Evelyn Underhill in her little book, The Spiritual Life, sums up our relationship with God in three words very different from the three verbs To Want, To Have and To do. They are Adoration, Adherence, Cooperation. She writes, “This means, that from first to last the emphasis is to be on God and not ourselves. Admiring delight, not cadging demands. Faithful and childlike dependence – clinging to the Invisible, as the most real of all realities, in all the vicissitudes of life – not mere self-expression and self-fulfillment. Disinterested collaboration in the Whole, in God’s vast plan and purpose; not concentration on our own small affairs. Three kinds of generosity. Three kinds of self-forgetfulness. There we have a formula of the spiritual life: a confident reliance on the immense fact of His Presence, everywhere and at all times, pressing on the soul and the world by all sorts of paths and in all sorts of ways, pouring out on it His undivided love, and demanding our undivided loyalty. … We stand in a world completely penetrated by the Living God, the abiding Source and Sum of Reality. We are citizens of that world now; and our whole life is or should be an acknowledgment of this.” (pp. 59-60)
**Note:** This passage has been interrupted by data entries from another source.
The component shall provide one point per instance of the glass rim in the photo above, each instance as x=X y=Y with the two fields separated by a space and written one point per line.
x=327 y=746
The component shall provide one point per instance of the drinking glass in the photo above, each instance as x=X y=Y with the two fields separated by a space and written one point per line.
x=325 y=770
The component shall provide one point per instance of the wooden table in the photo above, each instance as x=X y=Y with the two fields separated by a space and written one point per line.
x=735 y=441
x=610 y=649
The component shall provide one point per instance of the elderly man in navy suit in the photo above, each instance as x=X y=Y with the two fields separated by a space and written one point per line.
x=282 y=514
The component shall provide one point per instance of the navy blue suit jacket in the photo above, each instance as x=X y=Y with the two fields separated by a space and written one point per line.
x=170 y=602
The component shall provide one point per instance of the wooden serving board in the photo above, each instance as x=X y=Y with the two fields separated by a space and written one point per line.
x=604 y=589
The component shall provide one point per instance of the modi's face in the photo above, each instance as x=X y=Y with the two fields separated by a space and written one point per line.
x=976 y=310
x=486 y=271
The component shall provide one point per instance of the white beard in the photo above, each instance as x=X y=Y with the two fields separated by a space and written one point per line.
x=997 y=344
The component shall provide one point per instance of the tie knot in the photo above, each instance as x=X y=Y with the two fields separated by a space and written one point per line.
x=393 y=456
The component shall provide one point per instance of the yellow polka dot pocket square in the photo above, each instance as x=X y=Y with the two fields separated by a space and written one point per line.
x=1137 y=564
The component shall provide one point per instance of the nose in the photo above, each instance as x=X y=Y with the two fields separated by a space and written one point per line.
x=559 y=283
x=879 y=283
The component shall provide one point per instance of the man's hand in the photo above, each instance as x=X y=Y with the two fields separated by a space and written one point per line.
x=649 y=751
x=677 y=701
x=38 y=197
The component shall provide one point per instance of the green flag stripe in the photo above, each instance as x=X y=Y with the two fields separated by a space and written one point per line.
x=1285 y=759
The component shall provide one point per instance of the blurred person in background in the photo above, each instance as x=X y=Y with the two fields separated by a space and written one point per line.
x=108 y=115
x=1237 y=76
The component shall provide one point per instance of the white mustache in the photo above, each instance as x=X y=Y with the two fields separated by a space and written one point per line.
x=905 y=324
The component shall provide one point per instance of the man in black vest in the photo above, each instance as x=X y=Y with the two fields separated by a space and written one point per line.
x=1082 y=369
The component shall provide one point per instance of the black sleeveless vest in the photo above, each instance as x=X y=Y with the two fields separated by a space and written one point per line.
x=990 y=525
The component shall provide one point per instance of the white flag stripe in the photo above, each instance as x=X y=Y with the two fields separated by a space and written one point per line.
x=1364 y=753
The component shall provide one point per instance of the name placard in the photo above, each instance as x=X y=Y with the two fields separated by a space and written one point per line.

God’s Undivided Love and our Undivided Loyalty – Adoration, Adherence, Cooperation.

So just how do we enter such a relationship with the Living God of Abraham, Isaac, Jacob, Moses and Jesus? Perhaps we can recall the Four Holy Habits: Tithing, Daily Prayer and Bible Study, Sabbath Time, and Weekly Corporate Worship. We are in the Season of Tithing and Pledging. We are invited to begin the Spiritual Life with this first Holy Habit, the Tithe. Against the backdrop of all that is going on around us, can we quiet the background noise long enough to consider our Undivided Loyalty to God here and now as we consider making a pledge? A pledge that reflects our Adoration and Adherence to God in Christ? A pledge that makes Cooperation with God’s will and God’s plan a reality?

Remember, an investment in Christ’s Body, the Church, is a sound investment no matter what the markets are doing. God seeks our Cooperation. God offers God’s Undivided Love in return.